Weight loss and gene therapy are among the most significant breakthroughs in Big Pharma going into 2024, and we can expect to see a number of iterations of GLP-1S and CAR-T therapies this year. GLP-1S, the active ingredient better known by its celebrity-endorsed name, Ozempic, or Wegovy, made waves. The demand for Semaglutide is not likely to slow down any time soon, thanks to its weight loss properties. Medically, the pills are prescribed for patients with Type 2 diabetes, but the Hollywood-created demand has meant that many patients who need it have had struggles accessing the drug

Gene and cell therapies are another wave we will likely see Big Pharma scrambling to catch a ride on. Chimeric antigen receptor T-cell (CAR-T) therapy has been instrumental in providing treatment options and cures for untreatable and rare diseases. Thus far, CAR-T treatments have shown incredible results for patients with Relapsed/Refractory Multiple Myeloma and autoimmune diseases like sickle cell. With a lower patient burden, in vivo treatments require less hospital time and enable T-cells to more effectively fight cancer and diseased cells. 

China emerges as the go-to investor market

For the bankers in the room, China was the name on everyone’s lips. With a burgeoning population size, a large contingent of biopharma startups, and improvements in the country’s regulatory frameworks, the pharmaceutical trade between the US and China has increased exponentially over the last decade. China is increasingly recognized as the go-to market for investor relations. Experts anticipate that more acquisitions and partnerships mirroring AstraZeneca’s purchase of Gracell could be seen in 2024. To solidify these assertions, Bayer and biotech investment company, RTW, announced an equity investment into a Chinese company focused on the clinical-stage treatment of cardiovascular and eye diseases, hailing pharmaceuticals as the next frontier of US-China trade relations.
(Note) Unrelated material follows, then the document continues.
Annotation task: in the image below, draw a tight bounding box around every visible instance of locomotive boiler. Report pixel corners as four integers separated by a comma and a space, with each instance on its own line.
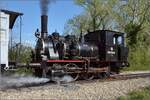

Dealmakers: Roundup of the top 3 deals coming out of JPM Week

  • Ambrx exit at $2 billion

Johnson & Johnson raised $2 billion for antibody experts, Ambrx. The antibody-drug conjugate (ADC) market sector is rapidly gaining traction, referred to as “smart chemo”. ADCs provide targeted, small doses of cytotoxins directly to cancer cells with minimal damage to other cells. For $2 billion, J&J gets ownership of Ambrx and its Phase I/II ADC trials for advanced prostate cancer. The pharmaceutical giant is no stranger to ADCs, having already acquired a research and licensing deal with Mersana Therapeutics for $40 million in February 2022, hoping to attract profits to the tune of $1 billion. J&J also bought LegoChem Bioscience’s ADC licensing rights for $100 million, estimating income from payments at $1.7 billion. 

  • GSK focuses on asthma

GlaxoSmithKline spent $1 billion on acquiring Aiolos Bio, focusing on asthma treatment. Aiolos Bio stands to earn an additional $400 million on the deal, pending fulfillment of regulatory requirements. GSK is particularly interested in AIO-001, a monoclonal antibody that targets the cause of inflammation in asthma patients. Once complete, the treatment will drastically reduce treatment to just twice a year. 

  • Merck dives deep into cancer research

Merck is set to acquire cancer biotech Harpoon Therapeutics for $680 million. No stranger to cancer research, Merck is set to boost its immunotherapy and oncology pipeline. Harpoon Therapeutics develops both T-cell and antibody therapies to eliminate cancer cells. HPN328 is a clinical-stage therapy currently in Phase I/II trials aimed at patients diagnosed with advanced cancers associated with Delta-like ligand 3 (DLL3). 


The ice is starting to thaw. That’s the mood from JPM Week, suggesting that the industry could start to see signs of life emerging. There are a number of factors still standing in the way of a total comeback: steep interest rates, unstable geopolitics, and the proposed Inflation Reduction Act. But it’s not all doom and gloom; the Federal Reserve announced three anticipated interest rate cuts this year, and legal teams are ready to negotiate with Congress on the IRA. In the meantime, China has emerged as a partner, prioritizing innovation, research, and discovery, while AI is increasingly seen as a tool to enable efficiency in the industry. Amidst mass layoffs and an intense cooling period following the pandemic, JPM Week heralded the (slow) return of Big Pharma.